It’s about presence. Physical and emotional. I want to feel better, move better, and live longer. For the people I love. For myself.
So yes, I’ve started eating better. Walking more. Sleeping earlier. But the real shift? It’s in how I talk to myself. Less sarcasm. More sincerity.
There’s no shortcut app for this. But every step counts.
Why We Need to Talk About Obesity
Here’s the part we don’t say enough: Obesity is a disease. It’s not a personality flaw. It’s not laziness dressed in XXL.
It’s linked to heart conditions, joint damage, mental health decline, and a host of issues that don’t care if you have a great job or a verified badge. And yet, we treat it like a joke. Or worse, a weakness.
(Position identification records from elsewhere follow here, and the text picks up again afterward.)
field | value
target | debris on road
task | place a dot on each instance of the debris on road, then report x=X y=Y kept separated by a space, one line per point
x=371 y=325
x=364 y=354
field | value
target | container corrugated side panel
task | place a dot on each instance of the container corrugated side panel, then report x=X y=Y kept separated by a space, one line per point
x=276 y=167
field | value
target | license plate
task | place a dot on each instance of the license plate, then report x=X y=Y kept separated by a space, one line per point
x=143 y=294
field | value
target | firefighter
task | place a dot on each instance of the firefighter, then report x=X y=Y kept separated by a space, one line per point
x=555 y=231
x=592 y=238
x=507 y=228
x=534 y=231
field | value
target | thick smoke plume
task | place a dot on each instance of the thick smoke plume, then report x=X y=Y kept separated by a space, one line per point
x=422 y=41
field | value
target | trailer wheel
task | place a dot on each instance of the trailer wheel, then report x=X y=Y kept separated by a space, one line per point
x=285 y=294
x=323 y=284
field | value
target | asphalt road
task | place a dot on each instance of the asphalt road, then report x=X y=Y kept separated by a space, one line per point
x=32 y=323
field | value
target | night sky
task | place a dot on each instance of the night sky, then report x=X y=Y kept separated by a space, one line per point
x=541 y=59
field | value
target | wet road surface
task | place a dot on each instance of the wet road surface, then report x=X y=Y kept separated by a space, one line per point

I’m done with that narrative. And I’m starting mine. One that includes awareness, science, and real support—not just from doctors, but from ourselves and each other.
The Beginning of Something Honest
This isn’t a dramatic “before and after” reveal. It’s a check-in. With me. With you.
If you’ve ever avoided mirrors, or chosen silence over awkward health chats—I get it. And I see you.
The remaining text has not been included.